Sylvia war zwar alles andere als schwächlich oder unsportlich, aber, würde er es darauf anlegen, könnte er sie mit seinem durchtrainierten Körper spielend leicht überwältigen. Nicht, dass es je so weit gekommen wäre, aber der hitzige Blick in seinen Augen, der in solchen Momenten immer aufblitzte, hatte ihr schon oft mehr als deutlich gezeigt, dass er solchen Katz-und-Maus Spielchen nicht abgeneigt war.
„Du willst das doch auch." Ein siegessicheres Grinsen machte sich auf seinem Gesicht breit, als seine freie Hand in ihren Slip wanderte und es dort bereits genauso feucht war, wie sie es befürchtet hatte. „Ein bisschen Entspannung tut uns beiden gut." Langsam küsste er ihren Hals entlang, über ihre Schultern, ließ seine Lippen über ihre Brüste wandern, während seine Finger im altbekannten Rhythmus zwischen ihren Beinen kreisten.
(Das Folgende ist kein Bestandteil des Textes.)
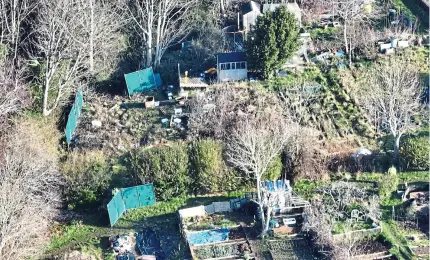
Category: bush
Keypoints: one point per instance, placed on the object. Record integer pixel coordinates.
(274, 170)
(388, 183)
(207, 166)
(87, 176)
(415, 153)
(166, 167)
„Edgar", hauchte sie mit nachlassender Überzeugungskraft. Sylvias Körper war offenbar Edgars Meinung, egal was ihr Kopf dazu sagte. Er hielt ihre Hände immer noch in festem Griff über ihrem Kopf gefangen und presste seine Hüften fordernd gegen ihren Schoß, seine Hand dazwischen eifrig bei der Sache.
Wenn sich das nur nicht so verdammt gut anfühlen würde. Sylvias Becken tanzte im Takt zu Edgars Fingern.
In dem Moment hatte sie endgültig verloren. Ihr letzter Widerstand schmolz dahin unter den Händen, die genau wussten, wie sie herumzukriegen war. Wieder einmal war sie dort, wo sie eigentlich nicht sein wollte, aber Edgar sie immer wieder hinbekam, nämlich unter ihm, nackt und willig.
„Braves Mädchen", murmelte er und schon waren erst seine Boxershorts und dann ihr Slip verschwunden.
Er küsste sie auf den Mund, wild und stürmisch, und seine Lippen entfachten ein loderndes Feuer in ihr. Sylvia schloss ihre Augen und gab sich hin; folgte ihrem Körper, der sich nach Leidenschaft sehnte, auch wenn der Preis dafür ein gebrochenes Herz war.